First comes a Halloween-themed fundraiser called the Dark Times Masquerade Gala, set for the night of Oct. 27 and featuring live Broadway-style musical entertainment, a jazz combo, dinner, dessert, one complimentary cocktail and a cash bar. There’s a silent auction too. The tickets aren’t cheap at $60 per person or $100 per couple, but the point here is fundraising to launch a new project.

The setting for Dark Times is the repurposed downtown event space that used to be occupied by cafe and thrift shop Boomerang. Boomerang the cafe remains, but it’s shrunk to a much smaller size; meanwhile an office-sharing venue called CoLab has taken over and renamed the leftover space as Tandem Hall, and started hosting events and gatherings there — such as the ongoing Night Market on Fridays and Pacific Stageworks’ fundraising gala on the Saturday before Halloween.

Next, on the weekend of Nov. 9 and 10, there will be what Blackthorn calls a “light staging” of Neil Simon’s comedy “Rumors.” That means it’s mostly a rehearsed reading of the script — not a complete production with stage sets and blocking. In other words, all the pressure is on the actors to bring the show to life. That can make for some really vital theater. (Snacks and a cash bar can help.)

Where’s next?

“Rumors” will be performed at a hotel in east Vancouver: the Hampton Inn and Suites at 315 S.E. Olympia Drive. “I’m good at using resources. I see stages everywhere,” Blackthorn said.

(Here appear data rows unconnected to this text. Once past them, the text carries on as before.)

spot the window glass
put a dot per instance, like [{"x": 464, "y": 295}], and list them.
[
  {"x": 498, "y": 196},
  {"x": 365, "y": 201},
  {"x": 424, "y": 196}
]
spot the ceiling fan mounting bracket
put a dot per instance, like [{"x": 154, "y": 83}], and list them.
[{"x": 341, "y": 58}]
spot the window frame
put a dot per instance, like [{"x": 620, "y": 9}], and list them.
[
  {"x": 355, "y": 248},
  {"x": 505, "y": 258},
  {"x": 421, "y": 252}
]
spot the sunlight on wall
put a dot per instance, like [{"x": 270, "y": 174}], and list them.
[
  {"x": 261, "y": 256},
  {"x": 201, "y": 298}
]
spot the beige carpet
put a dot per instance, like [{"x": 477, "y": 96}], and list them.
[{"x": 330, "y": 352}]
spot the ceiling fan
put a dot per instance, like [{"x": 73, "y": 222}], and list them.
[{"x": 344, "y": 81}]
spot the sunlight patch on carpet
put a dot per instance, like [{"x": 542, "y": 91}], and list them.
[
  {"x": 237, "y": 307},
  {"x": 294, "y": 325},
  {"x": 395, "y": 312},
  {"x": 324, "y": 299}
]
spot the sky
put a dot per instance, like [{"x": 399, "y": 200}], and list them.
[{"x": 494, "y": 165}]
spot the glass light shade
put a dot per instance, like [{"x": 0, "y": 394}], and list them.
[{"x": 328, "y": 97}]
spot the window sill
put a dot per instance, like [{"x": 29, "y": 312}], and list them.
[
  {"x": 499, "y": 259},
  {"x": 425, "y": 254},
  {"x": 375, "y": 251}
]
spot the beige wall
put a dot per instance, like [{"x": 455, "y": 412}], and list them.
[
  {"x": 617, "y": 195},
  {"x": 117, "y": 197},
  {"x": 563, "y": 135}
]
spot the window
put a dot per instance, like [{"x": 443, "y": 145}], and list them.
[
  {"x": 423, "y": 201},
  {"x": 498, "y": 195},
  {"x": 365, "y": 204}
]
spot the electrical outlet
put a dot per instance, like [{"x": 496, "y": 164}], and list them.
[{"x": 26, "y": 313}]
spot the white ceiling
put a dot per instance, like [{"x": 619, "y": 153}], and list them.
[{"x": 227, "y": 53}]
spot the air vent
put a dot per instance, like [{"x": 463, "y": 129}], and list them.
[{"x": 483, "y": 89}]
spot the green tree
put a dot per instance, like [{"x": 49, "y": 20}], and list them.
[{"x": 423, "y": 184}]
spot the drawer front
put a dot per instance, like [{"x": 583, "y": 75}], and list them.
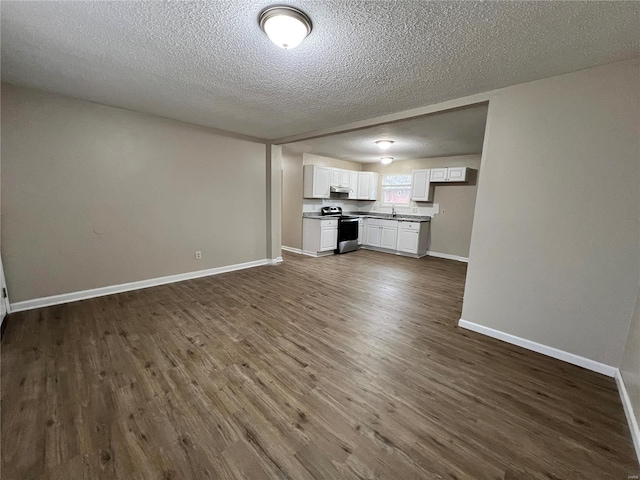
[
  {"x": 410, "y": 225},
  {"x": 328, "y": 223},
  {"x": 379, "y": 222}
]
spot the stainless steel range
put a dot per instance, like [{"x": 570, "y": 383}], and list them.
[{"x": 347, "y": 229}]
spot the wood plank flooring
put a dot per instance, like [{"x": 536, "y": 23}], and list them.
[{"x": 346, "y": 366}]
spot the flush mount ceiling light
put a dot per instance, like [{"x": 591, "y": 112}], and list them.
[
  {"x": 384, "y": 144},
  {"x": 285, "y": 26}
]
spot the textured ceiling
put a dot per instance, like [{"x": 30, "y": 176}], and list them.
[
  {"x": 210, "y": 64},
  {"x": 457, "y": 132}
]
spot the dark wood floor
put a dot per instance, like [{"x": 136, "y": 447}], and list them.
[{"x": 340, "y": 367}]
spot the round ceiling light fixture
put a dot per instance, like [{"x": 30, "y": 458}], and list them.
[
  {"x": 285, "y": 26},
  {"x": 384, "y": 144}
]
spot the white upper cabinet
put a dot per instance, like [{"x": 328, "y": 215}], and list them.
[
  {"x": 421, "y": 190},
  {"x": 317, "y": 181},
  {"x": 335, "y": 177},
  {"x": 354, "y": 179},
  {"x": 344, "y": 178},
  {"x": 451, "y": 174},
  {"x": 364, "y": 185},
  {"x": 339, "y": 177},
  {"x": 439, "y": 174},
  {"x": 367, "y": 186},
  {"x": 457, "y": 174}
]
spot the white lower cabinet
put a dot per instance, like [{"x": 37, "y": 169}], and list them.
[
  {"x": 328, "y": 238},
  {"x": 319, "y": 237},
  {"x": 389, "y": 238},
  {"x": 381, "y": 233},
  {"x": 400, "y": 237},
  {"x": 413, "y": 237}
]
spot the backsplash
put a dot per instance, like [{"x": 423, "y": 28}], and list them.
[{"x": 314, "y": 205}]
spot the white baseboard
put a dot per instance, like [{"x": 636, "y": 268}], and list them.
[
  {"x": 448, "y": 256},
  {"x": 316, "y": 254},
  {"x": 126, "y": 287},
  {"x": 628, "y": 411},
  {"x": 583, "y": 362}
]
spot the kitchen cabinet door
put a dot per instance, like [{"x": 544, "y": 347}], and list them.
[
  {"x": 317, "y": 181},
  {"x": 373, "y": 235},
  {"x": 335, "y": 177},
  {"x": 389, "y": 238},
  {"x": 322, "y": 182},
  {"x": 457, "y": 174},
  {"x": 421, "y": 186},
  {"x": 439, "y": 174},
  {"x": 328, "y": 239},
  {"x": 353, "y": 185},
  {"x": 364, "y": 185},
  {"x": 408, "y": 240}
]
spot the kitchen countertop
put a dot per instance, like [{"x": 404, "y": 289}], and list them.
[{"x": 386, "y": 216}]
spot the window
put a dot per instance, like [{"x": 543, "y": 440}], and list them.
[{"x": 396, "y": 189}]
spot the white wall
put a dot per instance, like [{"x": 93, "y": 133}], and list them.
[
  {"x": 554, "y": 250},
  {"x": 94, "y": 196}
]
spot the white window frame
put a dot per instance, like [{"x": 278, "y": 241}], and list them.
[{"x": 384, "y": 187}]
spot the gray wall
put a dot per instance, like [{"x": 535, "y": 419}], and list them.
[
  {"x": 554, "y": 250},
  {"x": 451, "y": 230},
  {"x": 630, "y": 367},
  {"x": 95, "y": 196},
  {"x": 291, "y": 198}
]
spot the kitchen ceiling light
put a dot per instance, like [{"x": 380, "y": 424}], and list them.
[
  {"x": 384, "y": 144},
  {"x": 285, "y": 26}
]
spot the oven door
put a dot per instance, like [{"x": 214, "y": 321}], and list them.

That underlines the main obstacle that’s long prevented a real theater scene from thriving in Clark County, Blackthorn said: affordable real estate. When it comes to multiple theater companies, she said, “There’s room for everybody. But there’s no space for anything.”

It’s a problem local arts advocates and the city of Vancouver have struggled with for years — and there may be some news coming soon. But meanwhile, Blackthorn means to steer a fine line between quality mainstream productions that build a cushion for Pacific Stageworks by selling tickets — such as Neil Simon’s “Rumors” — and lesser-known but still “irresistible” plays of all kinds, she said, from musical comedy to timeless tragedy. She means to start slowly, she said, staging just a couple of productions per year.

“It’s not that I want to do super-edgy, out-of-the-Vancouver-comfort-zone shows,” said Blackthorn. “It’s that there are about 50 American plays that everybody knows and … have a history of attracting audiences.” Blackthorn wants to look beyond that predictable rotation for material that’s just as appealing but not so “overdone,” she said.

There may be obstacles, Blackthorn said, but a shortage of talented people isn’t one of them. “I want to rebuild the theater community back to what it was,” she said.